I’m a naturally competitive person. Three years ago my husband and I played a tennis match and I beat him – I still bring it up. He is a better tennis player than I am but he’s erratic on the court so constantly hits the ball out of play which is how I get most of my points. We compete a lot together but not in a serious way and he never tries to be better around the house because quite frankly he doesn’t want to be – that’s one competition I wish I didn’t win all the time.

We went to sports day at my children’s nursery last year and they had parent races organised. I’m not quite sure when I lost my ability to sprint but I wasn’t winning any medals that day. My husband, however, brought home the bacon. I have never witnessed such a serious fathers’ day race in my life.

There were about 20 dads all lined up, game faces on. It was a close call between my husband and one other dad but my husband did a Usain Bolt and pushed his head forward at the very end. I’m delighted to have caught the whole thing on camera because it was one of the funniest things I’ve ever seen.

I, on the other hand, was slightly embarrassed and confused as to when I had gotten so bad at running. I put it down to my height – I’m very tall and there’s a lot of me to get around. If I was a small nimble thing, I think I would have had more of a chance – but regardless I tried to lose with grace. After all, competition is healthy.

This is why I have a slight issue with the idea some schools have adopted of a “participation medal”, rewarding taking part, instead of having winners and losers. For me, children need to learn that sometimes you win and sometimes you don’t; life is full of moments when you miss out on things, so why not learn that from early on? There is plenty of competition throughout life, whether it’s sports related or within the workplace – and it’s something our kids should be learning about from a young age.

It’s something I am trying to instill in my own children.

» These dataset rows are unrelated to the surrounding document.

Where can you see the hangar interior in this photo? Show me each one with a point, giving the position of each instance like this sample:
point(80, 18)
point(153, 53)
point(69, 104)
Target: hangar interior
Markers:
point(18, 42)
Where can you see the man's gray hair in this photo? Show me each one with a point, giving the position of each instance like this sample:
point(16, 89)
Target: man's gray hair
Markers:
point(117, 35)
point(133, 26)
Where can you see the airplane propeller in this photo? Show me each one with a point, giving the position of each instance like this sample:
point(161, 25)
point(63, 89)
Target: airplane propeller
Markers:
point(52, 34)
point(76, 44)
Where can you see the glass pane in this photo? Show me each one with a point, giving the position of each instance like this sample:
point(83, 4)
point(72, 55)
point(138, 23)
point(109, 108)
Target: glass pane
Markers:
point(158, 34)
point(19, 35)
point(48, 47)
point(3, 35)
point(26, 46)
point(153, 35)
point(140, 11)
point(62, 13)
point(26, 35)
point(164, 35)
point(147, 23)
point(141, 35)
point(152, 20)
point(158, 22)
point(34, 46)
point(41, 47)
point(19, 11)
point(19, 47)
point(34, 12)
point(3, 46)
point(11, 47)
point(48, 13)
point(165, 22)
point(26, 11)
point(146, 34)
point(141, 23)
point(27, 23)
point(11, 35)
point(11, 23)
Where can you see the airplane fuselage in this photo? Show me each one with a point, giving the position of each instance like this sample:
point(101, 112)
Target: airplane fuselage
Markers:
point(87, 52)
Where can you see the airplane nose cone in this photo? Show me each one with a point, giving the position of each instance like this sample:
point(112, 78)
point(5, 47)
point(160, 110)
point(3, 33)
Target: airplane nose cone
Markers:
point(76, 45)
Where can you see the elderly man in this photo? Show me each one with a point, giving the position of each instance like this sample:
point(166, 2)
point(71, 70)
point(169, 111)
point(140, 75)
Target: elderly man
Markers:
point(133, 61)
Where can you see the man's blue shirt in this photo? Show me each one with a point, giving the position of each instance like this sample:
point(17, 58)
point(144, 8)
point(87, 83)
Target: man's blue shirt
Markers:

When my five-year-old son, Theodore, asked me recently what would happen if he didn’t win his race on sports day, I joked that he couldn’t come home without a gold but also reassured him that it didn’t matter as long as he competed and had fun. Of course I’d love him to win, but it’s important he learns what loss feels like and how to process that emotion.

It also helps me work out where his strengths lie, whether that be on the track or in the classroom. My kids do a lot of activities. Theodore plays football on a Saturday and he loves it but he is by no means the star of the team. We keep him in because he enjoys it but recently he started athletics and he is the best in the class at that. For me it’s about finding what they love, encouraging them and supporting them through the wins and losses.

I love winning – I think everyone does – but that’s not to say I win all the time. I started my career as a model and I got turned down for more jobs than I got. When I lived in Australia I was cast on Dancing with the Stars and soon realised people of my height don’t always make the best dancers.

My dance partner was so lovely but there was absolutely no way he would ever be able to pick me up and spin me around like the other girls. We resorted to a move I can only describe as dragging a dead body away. I was extremely happy to make it to the fourth week before I got the boot because I’ve watched the clips back on YouTube and I dance like some kind of serpent. And in the career I’m currently in there’s so many people vying for the same job on TV but there’s only one winner.

That’s why I think teaching children from an early age that they won’t always win is healthy.